Beyond the local market, British soldiers stationed here in the 18th and 19th centuries purchased these miniature canoes and other similar items towards the end of their tour of service in Canada. While long considered a somewhat frivolous and less “authentic” art form that is more commodity than craft, Carleton University Professor Emeritus Ruth B. Phillips disagrees. In her book Trading Identities: The Souvenir in Native North American Art from the Northeast, 1700-1900, Phillips notes that dismissing the miniatures misses much of the objects’ deeper meaning and the intimate practice of making them. The production of miniature canoes evoked a sense of pride and a strong desire to pass down knowledge of familiar forms and working methods, essentially markers of cultural survival. Phillips feels that the immense popularity and hybridity of Indigenous souvenir art throughout the past few centuries, such as the miniature birchbark canoes, encouraged an understanding of cultural worth between the Indigenous and colonizing cultures.


The breadth and number of miniature Mi’kmaq canoes in major international museums and collections is astonishing and speaks to their sizeable cultural value. The Metropolitan Museum of Art in New York has a late-19th-century 22-inch-long Mi’kmaq canoe in its collection (fig. 2), although it is less elegantly executed than the Bouctouche example. The UK’s Royal Collection (under the present ownership of King Charles III) possesses an 1860 Mi’kmaq model birchbark canoe with beautiful chevron quillwork, a single wooden paddle and long fish spear, along with a pair of dolls dressed in formal traditional dress of the era (fig. 3). This canoe, with its outstanding polychrome quillwork design, was presented to Prince of Wales Albert Edward (the future King Edward VII) when he visited the Maritime Provinces in 1860. Other similar miniature Mi’kmaq canoes are in the collections of the National Museum of the American Indian in New York/Washington, DC; the Museum für Völkerkunde in Vienna, Austria; the Musée de l’Homme in Paris, France; and the faithful replica models made in the 1920s and 1930s by New Brunswicker Edwin Tappan Adney, now at the Mariners’ Museum in Newport News, Virginia. The Public Archives of Prince Edward Island has a notable c. 1885 studio portrait depicting a Mi’kmaq individual seated on a rug, holding a wooden doll, and surrounded by handmade baskets and a birchbark canoe model (fig. 4).

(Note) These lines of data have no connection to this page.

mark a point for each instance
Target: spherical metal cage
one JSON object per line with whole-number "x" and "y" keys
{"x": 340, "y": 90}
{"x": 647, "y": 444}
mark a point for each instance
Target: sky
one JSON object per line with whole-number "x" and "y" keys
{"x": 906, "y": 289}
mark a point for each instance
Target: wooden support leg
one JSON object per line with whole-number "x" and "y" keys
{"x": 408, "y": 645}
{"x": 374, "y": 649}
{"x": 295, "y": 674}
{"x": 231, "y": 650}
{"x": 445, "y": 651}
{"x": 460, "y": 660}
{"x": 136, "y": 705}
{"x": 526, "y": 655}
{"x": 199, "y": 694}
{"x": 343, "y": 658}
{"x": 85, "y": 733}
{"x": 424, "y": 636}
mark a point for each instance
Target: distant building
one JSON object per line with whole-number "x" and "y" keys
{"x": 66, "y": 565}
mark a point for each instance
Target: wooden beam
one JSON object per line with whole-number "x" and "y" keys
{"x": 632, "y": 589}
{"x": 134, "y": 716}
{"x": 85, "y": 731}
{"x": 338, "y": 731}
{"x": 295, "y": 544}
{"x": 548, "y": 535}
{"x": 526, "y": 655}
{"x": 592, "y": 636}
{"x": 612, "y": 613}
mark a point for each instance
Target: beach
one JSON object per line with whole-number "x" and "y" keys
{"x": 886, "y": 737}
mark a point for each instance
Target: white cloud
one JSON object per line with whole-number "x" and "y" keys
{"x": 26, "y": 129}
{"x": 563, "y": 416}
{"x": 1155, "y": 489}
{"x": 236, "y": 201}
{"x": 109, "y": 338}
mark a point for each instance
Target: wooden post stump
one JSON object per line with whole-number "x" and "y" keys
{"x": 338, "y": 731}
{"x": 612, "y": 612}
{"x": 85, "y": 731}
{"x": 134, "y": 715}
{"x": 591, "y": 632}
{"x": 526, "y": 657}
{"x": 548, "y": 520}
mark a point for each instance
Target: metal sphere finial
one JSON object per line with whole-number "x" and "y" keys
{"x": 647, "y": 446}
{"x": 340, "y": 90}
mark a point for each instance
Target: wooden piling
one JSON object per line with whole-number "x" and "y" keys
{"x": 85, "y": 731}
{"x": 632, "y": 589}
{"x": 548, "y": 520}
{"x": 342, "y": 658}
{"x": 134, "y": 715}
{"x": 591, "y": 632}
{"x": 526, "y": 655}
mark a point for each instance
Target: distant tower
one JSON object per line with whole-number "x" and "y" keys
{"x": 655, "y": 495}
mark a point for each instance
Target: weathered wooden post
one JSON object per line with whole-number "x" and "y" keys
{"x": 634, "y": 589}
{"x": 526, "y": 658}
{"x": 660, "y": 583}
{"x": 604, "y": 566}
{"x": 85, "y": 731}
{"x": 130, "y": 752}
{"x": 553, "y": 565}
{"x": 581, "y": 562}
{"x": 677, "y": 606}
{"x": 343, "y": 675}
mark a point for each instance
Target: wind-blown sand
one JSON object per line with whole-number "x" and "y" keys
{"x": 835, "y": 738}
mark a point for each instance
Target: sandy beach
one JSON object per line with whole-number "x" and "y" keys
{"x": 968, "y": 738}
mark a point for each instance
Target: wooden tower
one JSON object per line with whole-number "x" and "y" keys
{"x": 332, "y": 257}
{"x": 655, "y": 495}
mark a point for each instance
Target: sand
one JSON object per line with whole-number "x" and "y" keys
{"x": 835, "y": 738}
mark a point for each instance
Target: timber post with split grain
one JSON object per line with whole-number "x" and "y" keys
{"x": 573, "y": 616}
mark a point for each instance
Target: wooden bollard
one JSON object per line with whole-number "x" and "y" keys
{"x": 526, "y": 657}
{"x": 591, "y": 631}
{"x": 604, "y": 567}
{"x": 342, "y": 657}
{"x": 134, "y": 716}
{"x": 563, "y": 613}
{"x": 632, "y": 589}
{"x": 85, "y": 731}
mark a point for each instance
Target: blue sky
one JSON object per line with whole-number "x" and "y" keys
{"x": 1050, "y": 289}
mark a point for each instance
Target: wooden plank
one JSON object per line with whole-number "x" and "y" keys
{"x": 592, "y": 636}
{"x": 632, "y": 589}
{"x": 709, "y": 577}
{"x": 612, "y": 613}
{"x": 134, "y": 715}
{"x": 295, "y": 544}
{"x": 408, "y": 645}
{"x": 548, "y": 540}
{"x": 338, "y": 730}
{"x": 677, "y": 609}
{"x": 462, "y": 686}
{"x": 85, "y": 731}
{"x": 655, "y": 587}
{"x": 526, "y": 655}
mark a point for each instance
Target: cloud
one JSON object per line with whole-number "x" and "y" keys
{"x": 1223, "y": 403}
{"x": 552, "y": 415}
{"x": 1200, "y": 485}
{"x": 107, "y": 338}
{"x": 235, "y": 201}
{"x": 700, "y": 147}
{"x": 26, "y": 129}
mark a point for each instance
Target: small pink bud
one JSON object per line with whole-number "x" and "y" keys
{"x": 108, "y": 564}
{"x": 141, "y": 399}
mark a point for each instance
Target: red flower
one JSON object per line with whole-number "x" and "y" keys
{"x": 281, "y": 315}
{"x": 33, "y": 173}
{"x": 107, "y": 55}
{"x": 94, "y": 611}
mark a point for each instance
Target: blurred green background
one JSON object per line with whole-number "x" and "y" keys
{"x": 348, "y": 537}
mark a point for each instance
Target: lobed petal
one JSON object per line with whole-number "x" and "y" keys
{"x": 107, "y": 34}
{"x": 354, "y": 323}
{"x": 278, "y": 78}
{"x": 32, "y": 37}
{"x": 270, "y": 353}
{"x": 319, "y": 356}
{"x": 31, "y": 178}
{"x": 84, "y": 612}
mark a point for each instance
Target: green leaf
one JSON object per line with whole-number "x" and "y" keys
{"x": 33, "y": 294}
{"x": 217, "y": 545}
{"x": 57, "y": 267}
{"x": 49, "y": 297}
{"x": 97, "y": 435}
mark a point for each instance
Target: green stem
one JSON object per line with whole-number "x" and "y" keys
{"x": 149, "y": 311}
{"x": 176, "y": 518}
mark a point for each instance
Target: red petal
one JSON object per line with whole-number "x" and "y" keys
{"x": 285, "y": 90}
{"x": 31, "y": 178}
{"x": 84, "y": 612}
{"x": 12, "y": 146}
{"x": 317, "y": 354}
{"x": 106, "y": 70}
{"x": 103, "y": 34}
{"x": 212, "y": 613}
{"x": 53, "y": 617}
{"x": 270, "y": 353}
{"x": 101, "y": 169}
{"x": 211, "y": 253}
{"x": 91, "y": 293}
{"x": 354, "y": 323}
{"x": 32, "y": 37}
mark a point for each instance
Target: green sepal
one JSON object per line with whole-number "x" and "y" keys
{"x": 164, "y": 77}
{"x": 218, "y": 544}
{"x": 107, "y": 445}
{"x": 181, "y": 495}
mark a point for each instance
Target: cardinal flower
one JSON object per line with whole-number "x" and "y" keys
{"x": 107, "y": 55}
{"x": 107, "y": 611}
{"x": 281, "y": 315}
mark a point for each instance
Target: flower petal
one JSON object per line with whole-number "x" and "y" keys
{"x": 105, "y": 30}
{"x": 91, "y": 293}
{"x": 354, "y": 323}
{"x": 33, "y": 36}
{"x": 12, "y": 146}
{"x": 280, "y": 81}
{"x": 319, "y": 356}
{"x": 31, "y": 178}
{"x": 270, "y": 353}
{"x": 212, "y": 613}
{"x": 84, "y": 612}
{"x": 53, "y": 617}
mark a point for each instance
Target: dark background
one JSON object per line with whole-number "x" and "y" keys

Book cover of a book called Bouctouche of the Past. The image features a red ground with a photo of a miniature canoe and two paddles with other artefacts overlaid.
Fig. 5: Bouctouche of the Past, 1984. The cover features the Douglass family’s miniature canoe along with other local Mi’kmaq items and archaeological artefacts.

During New Brunswick’s bicentennial year of 1984, the town of Bouctouche published a popular history book, Bouctouche of the Past. The cover features our family’s miniature canoe along with other local Mi’kmaq items and archaeological artefacts atop an archival map of the region (fig. 5). The survival and appreciation of this marvellous object far outweighs its diminutive scale, and hopefully the recent reappraisal of similar Indigenous artworks and crafted items will lead to further cultural understanding and reconciliation.


Dr. John Leroux has practiced in the fields of art history, architecture, visual art, curation, and education, and is currently the Manager of Collections and Exhibitions at the Beaverbrook Art Gallery in Fredericton, New Brunswick.